Guerre en Ukraine: comprendre les motivations de Poutine
Stratégiques, idéologiques et historiques: les clés pour comprendre les raisons des opérations militaires en Ukraine.
L’offensive
russe en Ukraine choque l’Europe et inquiète le monde. Heure après
heure, l’opinion publique internationale suit l’évolution de l’invasion
russe. Dans le fracas des combats, on peut perdre de vue les raisons
profondes et les objectifs structurels de l’État russe en Ukraine. Pour y
voir plus clair, il est indispensable d’examiner l’argumentaire déployé
par les autorités russes pour justifier leurs actions. Mais justifier
n’est pas expliquer. Et scruter les justifications explicites ne permet
pas de rendre compte des motivations russes. Loin de là.
Dans
la guerre en Ukraine, les non-dits sont tout aussi importants qui les
discours. Le storytelling officiel ne dit pas tout. Mais il est en
lui-même éloquent. Pour essayer d’y voir plus clair, posons-nous des
questions redoutablement simples: pourquoi attaquer l’Ukraine? Pourquoi
maintenant?
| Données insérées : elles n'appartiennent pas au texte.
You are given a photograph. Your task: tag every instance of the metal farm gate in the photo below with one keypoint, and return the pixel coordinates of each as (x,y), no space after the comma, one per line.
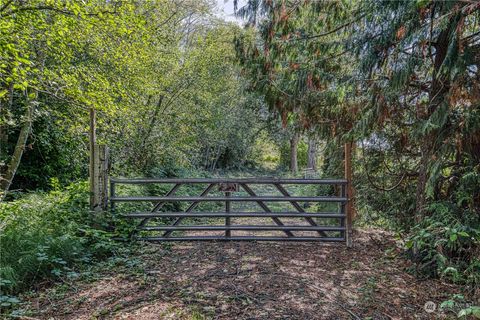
(238,210)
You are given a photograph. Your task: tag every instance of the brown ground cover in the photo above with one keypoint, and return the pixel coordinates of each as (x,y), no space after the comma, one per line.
(248,280)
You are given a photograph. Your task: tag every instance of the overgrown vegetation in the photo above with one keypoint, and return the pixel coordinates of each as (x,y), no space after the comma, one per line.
(180,92)
(400,79)
(49,236)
Et pourquoi de cette façon?
Pourquoi l’Ukraine?
Lundi
soir et jeudi matin, le président russe a justifié une «opération
militaire spéciale» en s’appuyant essentiellement sur trois arguments.
Ce discours de propagande dit ce qu’est l’Ukraine à ses yeux.
Le
premier argument tient à la nature qu’il attribue au gouvernement
ukrainien: cet État, indépendant depuis la fin de l’URSS en 1991, serait
dirigé par une «junte», serait infiltré par des «mouvements néo-nazis»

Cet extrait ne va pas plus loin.